Иначе выйдет – а кто тут у вас сильнее, слон или кашалот? Или крокодил?
***
То, что я, например, не люблю после душа нагишом в женском платье разгуливать, а обязательно махровым полотенцем замотаюсь или трусы надену – еще ни о чем не говорит.
А вдруг - этот самый ее Петр Петрович, любитель малолеток, хоть и в женском платье разгуливать любит, зато восемь раз без передыху способен, и через минуту – еще шесть раз своим толстым, но коротким, помахать может.
А я, хоть не в легкомысленное платье, а в мужественном полотенце – но зато всего один единственный разок сподоблюсь. И на второй уже сил нет.
И то, что я камасутру не читал, зато практик неплохой – тоже вряд ли что-нибудь новое сюда добавит, и какую-нибудь ясность в вопрос внесет, кто же тут лучший? На первый взгляд – он, Петр Петрович, концертмейстер. Лучший.
Но!
Этот же самый Петр Петрович, при том при всем, может быть, все свои восемь раз так посредственно гаммы исполняет, - что лучше бы и не занимался этим делом вообще. Дабы возбужденную женскую психику не травмировать.
А уж о шести дополнительных льготных разах даже и не заикался бы. Чтобы на истерику с битьем чужой посуды и собственной физиономии не нарваться.
А я потому так в полотенце заматываюсь, что сам себя стесняюсь – своей негабаритности. И уж если возьмусь за дело – и одного раза дамочке на целый месяц хватит.
И на воспоминания мечтательные еще останется. На следующий месяц.
Как тут можно сравнивать? Да абсолютно – никак.
***
А, кстати, Катя, - периодически возникающая в поле моего полуприкрытого веками, и ослепленного лампой зрения, подающая Жене то инструменты, то салфетки, то еще что-то, какие-то склянки с лекарствами – между прочим, тоже очень и очень ничего.
Только, немного высоковата для меня, кажется.
Но вообще говоря - очень недурна.
***
Вот еще вопрос, думаю я, ощущая прохладную струю жидкости, омывающей поле боя бормашины, полезно или нет: пощекотать иногда самолюбие? Собственное?
-Сплюньте, - врывается в мои мысли Женя. – Вы не заснули? Или вам плохо?
Я сплевываю:
- Вы как всегда великолепны, Женя! Если пациент спит у вас в кресле – это ли не показатель вашего класса?
- Вы просто льстец, - улыбается она – а я подумала, не стало ли вам плохо. Ничего же в этом приятного нет.

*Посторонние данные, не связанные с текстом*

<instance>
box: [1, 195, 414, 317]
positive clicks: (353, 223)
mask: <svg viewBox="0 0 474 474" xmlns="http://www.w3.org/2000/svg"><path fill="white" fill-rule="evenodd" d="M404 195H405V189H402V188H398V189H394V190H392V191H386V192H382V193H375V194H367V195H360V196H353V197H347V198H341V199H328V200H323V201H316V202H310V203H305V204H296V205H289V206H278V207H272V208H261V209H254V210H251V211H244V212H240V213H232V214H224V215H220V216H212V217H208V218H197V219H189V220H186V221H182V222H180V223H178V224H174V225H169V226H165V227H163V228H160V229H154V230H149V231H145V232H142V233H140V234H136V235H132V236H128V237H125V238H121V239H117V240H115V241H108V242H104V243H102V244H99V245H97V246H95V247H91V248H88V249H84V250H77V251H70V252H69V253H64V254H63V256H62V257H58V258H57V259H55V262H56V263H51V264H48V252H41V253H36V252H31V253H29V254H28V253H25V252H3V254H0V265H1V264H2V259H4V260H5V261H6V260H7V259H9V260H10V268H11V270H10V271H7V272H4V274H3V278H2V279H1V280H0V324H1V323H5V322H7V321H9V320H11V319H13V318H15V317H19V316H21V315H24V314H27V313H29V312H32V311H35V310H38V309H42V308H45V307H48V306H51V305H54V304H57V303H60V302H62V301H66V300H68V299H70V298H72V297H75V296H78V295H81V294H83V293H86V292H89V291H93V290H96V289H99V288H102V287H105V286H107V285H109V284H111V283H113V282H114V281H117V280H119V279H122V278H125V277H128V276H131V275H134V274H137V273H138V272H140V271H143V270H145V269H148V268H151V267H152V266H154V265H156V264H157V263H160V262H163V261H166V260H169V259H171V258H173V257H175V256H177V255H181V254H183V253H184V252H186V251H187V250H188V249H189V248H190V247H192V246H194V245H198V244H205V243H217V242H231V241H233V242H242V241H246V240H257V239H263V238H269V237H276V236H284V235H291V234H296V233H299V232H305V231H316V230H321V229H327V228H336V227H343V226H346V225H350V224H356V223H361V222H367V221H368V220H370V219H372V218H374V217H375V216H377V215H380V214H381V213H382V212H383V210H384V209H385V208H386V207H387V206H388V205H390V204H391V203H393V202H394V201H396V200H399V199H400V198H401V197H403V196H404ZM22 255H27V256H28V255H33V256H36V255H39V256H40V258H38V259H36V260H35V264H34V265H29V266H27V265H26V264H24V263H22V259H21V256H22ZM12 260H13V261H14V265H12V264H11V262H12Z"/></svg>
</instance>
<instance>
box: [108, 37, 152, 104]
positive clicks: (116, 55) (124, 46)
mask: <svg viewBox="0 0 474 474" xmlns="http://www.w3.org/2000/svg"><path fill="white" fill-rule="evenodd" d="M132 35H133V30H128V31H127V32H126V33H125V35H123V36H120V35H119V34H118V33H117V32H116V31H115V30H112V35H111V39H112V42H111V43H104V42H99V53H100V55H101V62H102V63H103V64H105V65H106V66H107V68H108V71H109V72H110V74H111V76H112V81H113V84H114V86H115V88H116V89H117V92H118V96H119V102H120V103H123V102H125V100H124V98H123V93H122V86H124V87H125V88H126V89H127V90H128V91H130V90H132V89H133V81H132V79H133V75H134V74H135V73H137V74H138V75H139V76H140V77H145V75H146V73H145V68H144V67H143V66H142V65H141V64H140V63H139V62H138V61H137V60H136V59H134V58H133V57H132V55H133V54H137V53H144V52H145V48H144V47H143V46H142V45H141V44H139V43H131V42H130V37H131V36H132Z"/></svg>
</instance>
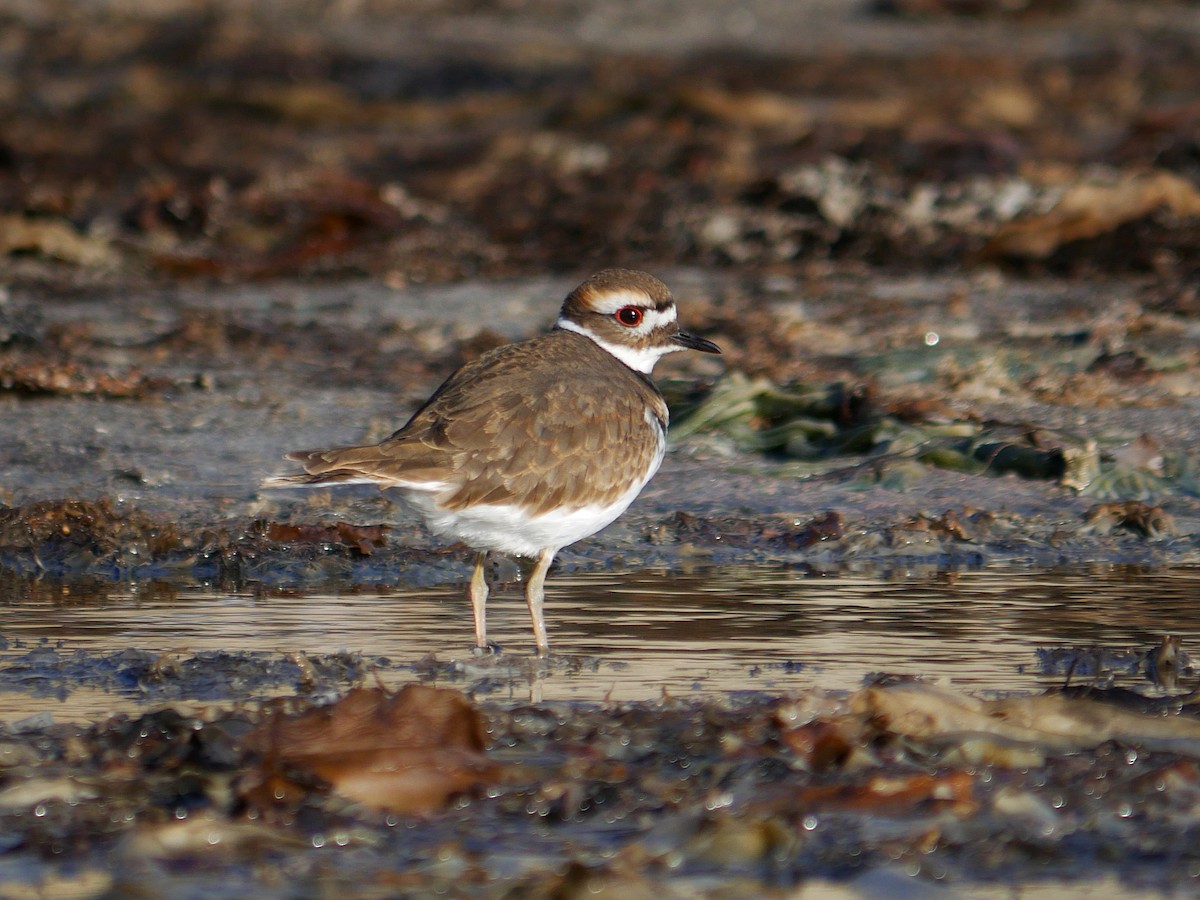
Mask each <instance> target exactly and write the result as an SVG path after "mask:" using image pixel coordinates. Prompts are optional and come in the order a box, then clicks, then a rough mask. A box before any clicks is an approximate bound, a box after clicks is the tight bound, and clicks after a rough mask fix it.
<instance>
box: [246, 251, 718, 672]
mask: <svg viewBox="0 0 1200 900" xmlns="http://www.w3.org/2000/svg"><path fill="white" fill-rule="evenodd" d="M686 349H691V350H701V352H702V353H720V348H719V347H718V346H716V344H715V343H713V342H712V341H707V340H704V338H703V337H696V336H694V335H690V334H688V332H685V331H680V330H679V324H678V320H677V314H676V302H674V300H673V299H672V296H671V292H670V290H668V289H667V287H666V284H664V283H662V282H661V281H659V280H658V278H655V277H653V276H650V275H647V274H644V272H638V271H631V270H626V269H606V270H604V271H600V272H596V274H595V275H593V276H592V277H590V278H588V280H587V281H584V282H583V283H582V284H580V286H578V287H577V288H575V290H572V292H571V293H570V294H568V296H566V300H565V301H564V302H563V307H562V311H560V312H559V316H558V320H557V322H556V323H554V328H553V329H552V330H551V331H550V332H547V334H544V335H540V336H538V337H533V338H529V340H527V341H521V342H518V343H511V344H508V346H504V347H499V348H497V349H494V350H491V352H490V353H486V354H484V355H482V356H480V358H479V359H476V360H474V361H473V362H468V364H467V365H464V366H463V367H462V368H460V370H458V371H456V372H455V373H454V374H451V376H450V377H449V378H448V379H446V380H445V382H444V383H443V384H442V386H440V388H438V389H437V390H436V391H434V392H433V396H431V397H430V398H428V400H427V401H426V402H425V404H424V406H422V407H421V408H420V409H418V410H416V412H415V413H414V414H413V416H412V418H410V419H409V420H408V422H407V424H406V425H404V426H403V427H402V428H400V431H397V432H395V433H394V434H391V437H388V438H385V439H384V440H380V442H379V443H378V444H368V445H365V446H338V448H332V449H329V450H302V451H299V452H292V454H288V455H287V456H286V457H284V458H288V460H294V461H295V462H299V463H300V466H301V467H302V468H304V472H302V473H298V474H288V475H278V476H276V478H272V479H269V480H268V481H266V482H265V485H266V486H269V487H295V486H316V485H338V484H341V485H352V484H372V485H378V486H379V487H380V488H382V490H386V491H390V492H392V493H395V494H398V497H400V498H401V499H402V500H403V502H404V503H406V504H407V505H408V506H409V508H412V509H413V510H415V512H418V514H419V515H420V516H421V518H422V520H424V521H425V524H426V526H427V527H428V529H430V530H431V532H432V533H434V534H437V535H442V536H445V538H449V539H452V540H455V541H461V542H463V544H466V545H468V546H469V547H472V548H474V550H475V551H476V556H475V570H474V574H473V575H472V578H470V583H469V589H468V594H469V596H470V604H472V611H473V612H474V617H475V646H476V648H479V650H482V652H487V650H490V649H493V647H492V644H490V643H488V641H487V624H486V610H485V607H486V604H487V578H486V576H485V566H486V563H487V557H488V553H491V552H493V551H496V552H502V553H509V554H512V556H517V557H523V558H528V559H533V560H534V564H533V570H532V572H530V575H529V578H528V582H527V584H526V600H527V602H528V605H529V614H530V617H532V619H533V632H534V640H535V643H536V650H538V654H539V655H545V654H546V653H548V650H550V642H548V640H547V637H546V619H545V612H544V605H545V583H546V574H547V572H548V570H550V565H551V563H552V562H553V559H554V554H556V553H557V552H558V551H559V550H562V548H563V547H565V546H568V545H569V544H574V542H575V541H578V540H582V539H583V538H587V536H588V535H590V534H595V533H596V532H599V530H600V529H601V528H604V527H605V526H607V524H608V523H611V522H612V521H613V520H616V518H617V517H618V516H619V515H620V514H622V512H624V511H625V509H626V508H628V506H629V504H630V503H632V502H634V498H635V497H637V494H638V493H640V492H641V490H642V488H643V487H644V486H646V484H647V482H648V481H649V480H650V478H652V476H653V475H654V473H655V472H658V469H659V466H660V464H661V462H662V456H664V452H665V451H666V440H667V439H666V433H667V406H666V402H665V401H664V400H662V394H661V392H660V391H659V389H658V386H656V385H655V384H654V382H653V380H650V372H652V371H653V370H654V364H655V362H658V360H659V359H660V358H661V356H664V355H665V354H668V353H674V352H677V350H686Z"/></svg>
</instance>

- Может быть, нашатырного спирту? Понюхать…- спрашивает Катя.
***
…Так вот еще вопрос – полезно или нет щекотать самолюбие?
Ведь только-только мы с ней расстались, вполне душевно, расплевались и разошлись…
А она уже звонит, переживаниями поделиться хочет. По поводу нашего расставания.
И сразу с вопроса начинает: а ты еще дома? Почему это? Я думала, ты уже на свидание умотал – к другой.
И молчит – ободряюще. Поощрительно. Чтобы я что-нибудь такое успокоительное в ответ замурлыкал.
Но не мурлычилось мне что-то. Сидел я в тот момент в чем мать родила, в джинсах по пояс голый и раздраженный - по причине жары - и рот вязким турецким подарочным лукумом набит был. И как раз сладкое - в зуб попало. Да так попало, что глаза на лоб чуть не вылезли:
- Извини, - ответил ей, - тороплюсь, как ты и угадала, на свидание. Как раз вот уже собираюсь, галстук повязываю. И рубашку пасхальную глажу. И виагру глотаю – последние сто грамм, что от тебя остались. Дай прожевать, пожалуйста.
***
Очень щекочут самолюбие – такие вот звонки. Только проку от этого щекотания нет никакого. Как от щекотания пяток. Лучше бы их помыть, да кремом помазать, пятки-то. Вместо того, чтобы щекотать. Одно раздражение от таких пошлых звонков. И трещины на пятках. Болезненные очень.
И если еще зуб тут – ох…
Может быть, я слишком прямолинеен, но у меня так: умерла, так умерла. Сказала, что не хочет больше – значит все.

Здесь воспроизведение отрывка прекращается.